The government has decided to maintain the moratorium on new entrants to the Comcare scheme until uniform occupational health and safety laws have been implemented in all jurisdictions. To do otherwise would cause unnecessary complexities and duplication for all new self insurance entrants to Comcare which would have to adapt to Comcare’s laws and then change again to comply with the new model laws.

Other amendments to the SRC Act contained in the bill will restore Comcare’s access to the consolidated revenue fund to pay for its workers compensation liabilities and associated expenses arising from long latency injuries claims. Comcare’s access to the consolidated revenue fund was closed off as an indirect result of a Federal Court decision in 2006.

The long latency injuries claims are those attributable to employment before 1 December 1988 but manifesting themselves after this date. These would include, but are not limited to, asbestos related diseases claims. The intention of the act had been—and still is—that the Consolidated Revenue Fund should fund these claims because they relate to employment not covered by Comcare’s premium system.

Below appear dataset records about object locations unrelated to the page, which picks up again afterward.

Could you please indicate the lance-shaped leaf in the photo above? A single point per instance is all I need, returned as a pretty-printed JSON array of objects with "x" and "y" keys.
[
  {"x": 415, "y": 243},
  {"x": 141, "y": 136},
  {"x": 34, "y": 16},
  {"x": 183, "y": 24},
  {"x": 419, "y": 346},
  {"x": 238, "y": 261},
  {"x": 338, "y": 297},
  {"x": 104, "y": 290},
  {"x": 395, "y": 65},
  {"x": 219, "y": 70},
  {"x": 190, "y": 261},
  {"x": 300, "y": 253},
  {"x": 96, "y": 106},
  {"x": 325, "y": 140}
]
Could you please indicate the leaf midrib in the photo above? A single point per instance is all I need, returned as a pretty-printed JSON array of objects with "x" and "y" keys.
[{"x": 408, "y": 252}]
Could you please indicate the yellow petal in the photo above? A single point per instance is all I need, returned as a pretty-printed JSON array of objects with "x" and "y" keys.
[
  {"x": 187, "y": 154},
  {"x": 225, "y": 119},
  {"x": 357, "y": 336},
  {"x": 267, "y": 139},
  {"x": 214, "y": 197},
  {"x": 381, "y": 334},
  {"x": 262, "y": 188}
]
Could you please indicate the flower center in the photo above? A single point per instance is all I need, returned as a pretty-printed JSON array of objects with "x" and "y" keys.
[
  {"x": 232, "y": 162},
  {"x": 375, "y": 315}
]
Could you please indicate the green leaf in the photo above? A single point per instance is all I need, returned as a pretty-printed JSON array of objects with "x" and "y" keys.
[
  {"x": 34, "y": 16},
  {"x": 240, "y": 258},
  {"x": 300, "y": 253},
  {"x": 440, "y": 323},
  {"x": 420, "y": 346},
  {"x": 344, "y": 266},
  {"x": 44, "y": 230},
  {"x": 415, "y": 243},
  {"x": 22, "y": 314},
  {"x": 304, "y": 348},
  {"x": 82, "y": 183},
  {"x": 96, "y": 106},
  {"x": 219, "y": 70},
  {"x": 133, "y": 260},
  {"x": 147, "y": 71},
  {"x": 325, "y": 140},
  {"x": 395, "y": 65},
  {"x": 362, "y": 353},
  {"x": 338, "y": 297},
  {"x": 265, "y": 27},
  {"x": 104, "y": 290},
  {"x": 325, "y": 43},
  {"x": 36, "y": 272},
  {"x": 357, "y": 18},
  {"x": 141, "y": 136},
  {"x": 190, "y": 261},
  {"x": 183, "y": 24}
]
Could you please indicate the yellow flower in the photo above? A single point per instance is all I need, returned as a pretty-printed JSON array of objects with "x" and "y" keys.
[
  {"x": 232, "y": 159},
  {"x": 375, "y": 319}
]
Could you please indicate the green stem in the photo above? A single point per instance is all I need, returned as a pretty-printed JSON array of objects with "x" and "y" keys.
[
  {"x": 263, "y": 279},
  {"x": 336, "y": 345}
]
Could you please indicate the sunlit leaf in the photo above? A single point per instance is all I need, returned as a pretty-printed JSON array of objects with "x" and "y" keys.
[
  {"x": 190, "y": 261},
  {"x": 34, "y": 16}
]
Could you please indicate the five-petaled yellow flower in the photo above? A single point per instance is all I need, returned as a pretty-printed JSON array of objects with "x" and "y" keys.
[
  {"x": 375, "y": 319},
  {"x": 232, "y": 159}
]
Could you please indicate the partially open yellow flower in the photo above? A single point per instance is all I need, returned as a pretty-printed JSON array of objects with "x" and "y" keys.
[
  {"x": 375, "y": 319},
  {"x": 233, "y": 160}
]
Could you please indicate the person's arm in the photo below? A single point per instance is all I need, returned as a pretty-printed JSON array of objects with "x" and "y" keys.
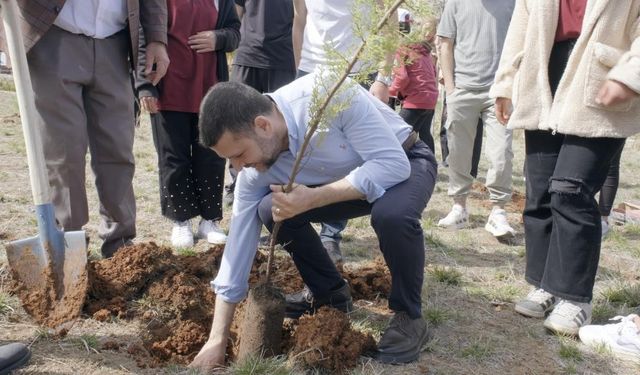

The Occupational Health and Safety Act 1991 (OH&S Act) promotes the health and safety at work of persons employed by the Commonwealth, Commonwealth authorities and certain private sector corporations. An important part of this act, and the Occupational Health and Safety (Safety Standards) Regulations 1994, are the provisions relating to the manufacture, supply, installation, design and safe use of plant.

Advice from the Australian Government Solicitor has indicated that the current definition of plant may not encompass lifts. Comcare has continued to work collaboratively with employers in its jurisdiction to ensure that lifts are subject to the same high safety standards as other items of plant. The recognition of lifts as plant within the meaning of the OH&S Act would bring lifts within the plant risk management framework, and would apply all the duties contained in the plant regulations to lifts.

This amendment will align the OH&S Act with all other Australian jurisdictions, as well as the National Standard for Plant.

The bill also contains technical amendments to the SRC Act, the OH&S Act, the Occupational Health and Safety (Maritime Industry) Act 1993 and the Seafarers Rehabilitation and Compensation Act 1992 to cater for new arrangements and terminology introduced by the Legislative Instruments Act 2003.

I commend the bill to the House.

Debate (on motion by Mr Lindsay) adjourned.